Slate Uk

Mobile Phone Theft

How bad is it really?

Before the arrival of mobile phones in the early 1980s, phone crime was mainly a white-collar offence. A physics teacher at my school hacked telephone exchanges. He and his friends made free phone calls around the world until eventually they were caught. Some pupils were impressed. Phone crime today is synonymous with street crime: young thugs stealing Nokias and Motorolas from victims usually younger than themselves. A much-talked-about Home Office report said the phenomenon had become an epidemic. It said 470,000 mobile phones were stolen last year, with 3,000 a month in London alone—substantial increases from previous years. Tony Blair, David Blunkett, and police chiefs made speeches saying mobile phone theft would become a government priority. The arrest and punishment of mobile phone thieves would lead to a reduction in all street crimes, a policy reminiscent of the “broken windows” approach adopted by New York City in the 1990s. If you punish young offenders for breaking windows, so the theory goes, you halt their progress towards more serious crimes.

The judiciary has also responded. Earlier this week, the Lord Chief Justice, Lord Woolf, instructed judges to impose harsher sentences on anyone found guilty of mobile phone theft—a mandatory jail sentence of 18 months, but five years if violence was involved. Judge Valerie Pearlman gave 23-year-old Dean Healey a four-year prison sentence for robbing 16-year-old Lee Staples of his phone in Streatham High Road last year, and for punching him in the face. Presumably, that punch wasn’t considered by Judge Pearlman worthy of the full five years demanded by Lord Woolf.

Yet the report that has provoked these political and judicial initiatives is not a definitive survey, and the evidence and conclusions about mobile phone theft contained in its 100 pages are often ambiguous. For one thing, it admits to ignorance of the scale of the problem: “The number of phones currently being stolen is unknown.” That’s because there are no definitive figures about any aspect of mobile phone theft, because police forces don’t keep full records. Flu and foot-and-mouth statistics are more accurately reported. So are incidents of shoplifting, which reveal that 35 percent of teenagers stole something from a shop last year. In the absence of definitive statistics, the Home Office bases its report on estimates that are themselves based on previous crime surveys. Other information was provided by just six of England Wales’s 43 police forces, as well as by a number of inmates at Feltham, the notorious jail for young offenders.

Mobile phone theft may be on the rise, but the facts presented in the report suggest a more complicated picture. For example, the report fails to disprove claims made by telephone companies, such as Cellnet, that 60 percent of mobile phones reported as stolen haven’t in fact been stolen at all. People fraudulently claim their phones have been stolen in order to get them replaced by newer ones free of charge, which some telephone companies undertake to do. But cases of fraud are not comprehensively recorded either. Since telephone companies make most of their money from their customers’ use of mobile phones for making calls, they tend to take them at their word and give them new phones, rather than launch costly and probably futile inquiries into suspected fraud.

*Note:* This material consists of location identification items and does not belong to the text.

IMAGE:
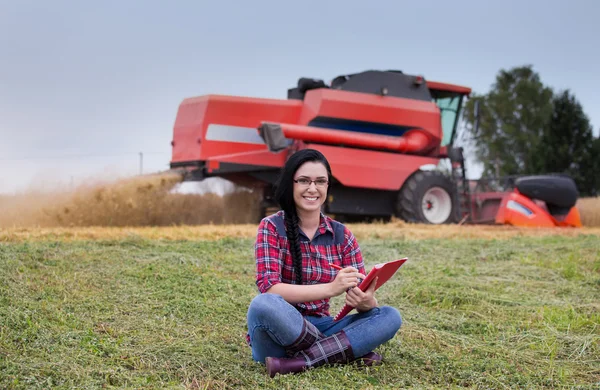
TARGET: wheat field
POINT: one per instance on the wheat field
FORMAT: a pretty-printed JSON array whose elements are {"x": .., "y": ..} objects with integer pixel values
[{"x": 144, "y": 206}]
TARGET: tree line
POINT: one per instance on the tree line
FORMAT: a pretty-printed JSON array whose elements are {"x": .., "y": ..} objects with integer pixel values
[{"x": 526, "y": 128}]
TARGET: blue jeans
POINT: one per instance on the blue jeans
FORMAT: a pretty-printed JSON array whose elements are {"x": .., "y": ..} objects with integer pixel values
[{"x": 274, "y": 324}]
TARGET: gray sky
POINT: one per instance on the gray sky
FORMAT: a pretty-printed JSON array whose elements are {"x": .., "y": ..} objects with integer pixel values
[{"x": 86, "y": 86}]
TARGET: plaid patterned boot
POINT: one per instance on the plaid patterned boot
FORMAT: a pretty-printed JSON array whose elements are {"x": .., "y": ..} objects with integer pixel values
[
  {"x": 333, "y": 349},
  {"x": 309, "y": 335}
]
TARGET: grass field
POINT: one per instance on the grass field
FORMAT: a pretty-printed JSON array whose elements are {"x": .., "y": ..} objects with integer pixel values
[{"x": 483, "y": 307}]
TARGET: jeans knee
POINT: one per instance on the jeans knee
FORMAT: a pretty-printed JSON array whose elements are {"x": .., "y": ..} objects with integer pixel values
[{"x": 262, "y": 305}]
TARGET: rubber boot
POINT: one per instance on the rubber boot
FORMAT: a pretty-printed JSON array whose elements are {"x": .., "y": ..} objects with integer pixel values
[{"x": 333, "y": 349}]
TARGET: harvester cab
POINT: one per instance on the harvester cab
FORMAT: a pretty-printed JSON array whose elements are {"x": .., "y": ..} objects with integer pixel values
[{"x": 383, "y": 132}]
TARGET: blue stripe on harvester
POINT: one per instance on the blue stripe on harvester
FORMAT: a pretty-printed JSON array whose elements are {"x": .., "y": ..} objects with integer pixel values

Contrary to what the Government may believe, mobile phone theft is not just indicative of street crime. Only a fifth of mobile thefts are committed in street muggings. The vast majority of mobile phones are stolen from houses or cars, along with whatever other valuable objects the thieves can find in them. If the Government’s goal is to catch petty offenders before they go on to more serious crimes, such as burglary, then the evidence suggests many mobile phone thieves have already graduated to the next level. While the police go about their arrests and as judges hand out their tougher sentences, the Government, the judiciary, and the police have asked telephone companies and phone manufacturers to make mobiles more secure and less attractive. A more secure mobile phone is curious concept. How do you make a piece of technology that’s been designed to be easy to carry and easy to use more secure? The answer, of course, is you can’t, unless phone makers can invent a phone clever enough to know when it’s been stolen and dial 999 to tell the police what’s happened.

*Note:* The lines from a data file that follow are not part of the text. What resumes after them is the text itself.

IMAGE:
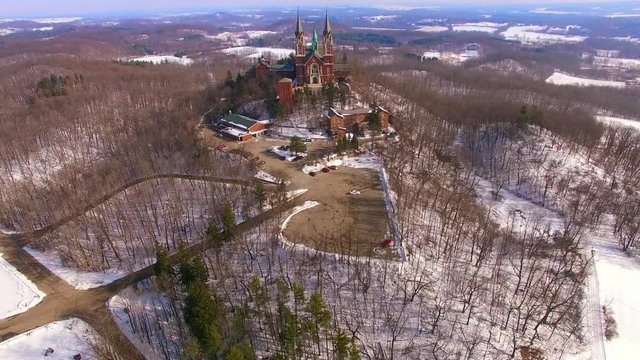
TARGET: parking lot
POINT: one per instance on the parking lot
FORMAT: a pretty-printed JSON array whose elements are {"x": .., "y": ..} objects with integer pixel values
[{"x": 342, "y": 223}]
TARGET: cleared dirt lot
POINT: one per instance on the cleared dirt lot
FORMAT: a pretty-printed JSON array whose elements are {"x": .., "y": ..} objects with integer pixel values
[{"x": 342, "y": 223}]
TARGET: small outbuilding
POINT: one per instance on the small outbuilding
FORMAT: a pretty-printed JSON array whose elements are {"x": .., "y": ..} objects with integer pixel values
[{"x": 239, "y": 128}]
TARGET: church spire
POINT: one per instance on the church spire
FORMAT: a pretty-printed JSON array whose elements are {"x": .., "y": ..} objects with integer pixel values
[
  {"x": 327, "y": 25},
  {"x": 314, "y": 41},
  {"x": 299, "y": 25}
]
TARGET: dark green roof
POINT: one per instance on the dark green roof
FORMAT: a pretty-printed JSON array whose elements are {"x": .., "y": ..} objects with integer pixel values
[
  {"x": 327, "y": 24},
  {"x": 240, "y": 121}
]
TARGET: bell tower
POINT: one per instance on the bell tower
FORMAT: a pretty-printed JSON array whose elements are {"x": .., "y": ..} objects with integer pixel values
[
  {"x": 327, "y": 45},
  {"x": 300, "y": 51},
  {"x": 328, "y": 38}
]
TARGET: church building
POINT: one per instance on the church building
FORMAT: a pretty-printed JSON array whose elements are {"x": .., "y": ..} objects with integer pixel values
[{"x": 314, "y": 65}]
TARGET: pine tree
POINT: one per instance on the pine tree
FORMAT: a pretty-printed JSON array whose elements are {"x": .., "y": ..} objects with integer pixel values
[{"x": 355, "y": 145}]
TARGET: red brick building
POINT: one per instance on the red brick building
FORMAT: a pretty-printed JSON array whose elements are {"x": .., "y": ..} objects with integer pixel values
[
  {"x": 312, "y": 66},
  {"x": 341, "y": 122}
]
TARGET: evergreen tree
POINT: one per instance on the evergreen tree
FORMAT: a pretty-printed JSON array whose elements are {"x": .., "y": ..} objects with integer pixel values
[
  {"x": 296, "y": 145},
  {"x": 162, "y": 266},
  {"x": 214, "y": 236},
  {"x": 320, "y": 316},
  {"x": 194, "y": 271},
  {"x": 355, "y": 145}
]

It would seem just as impossible to make mobile phones less attractive to teenagers. It would be easier to turn them off Britney Spear than to cure them of their passion for text-messaging. Even the Home Office report illustrates the extent of the mobile phone’s popularity among the young. It quotes the “Feltham boys”, as it touchingly calls the offenders in Britain’s youth jail, as saying that mobile phones “were an indispensable social crutch”. “Their loss of phones in custody was said to be one of the worst elements of the deprivation of liberty,” it said. If that is so, then what will be the first thing they will try to acquire on getting out of prison? A new mobile phone, of course. Until the scale of mobile phone theft is fully known, and instances of fraud are separated from instances of theft, a strategy that makes its suppression the key to reducing street crime will be misconceived.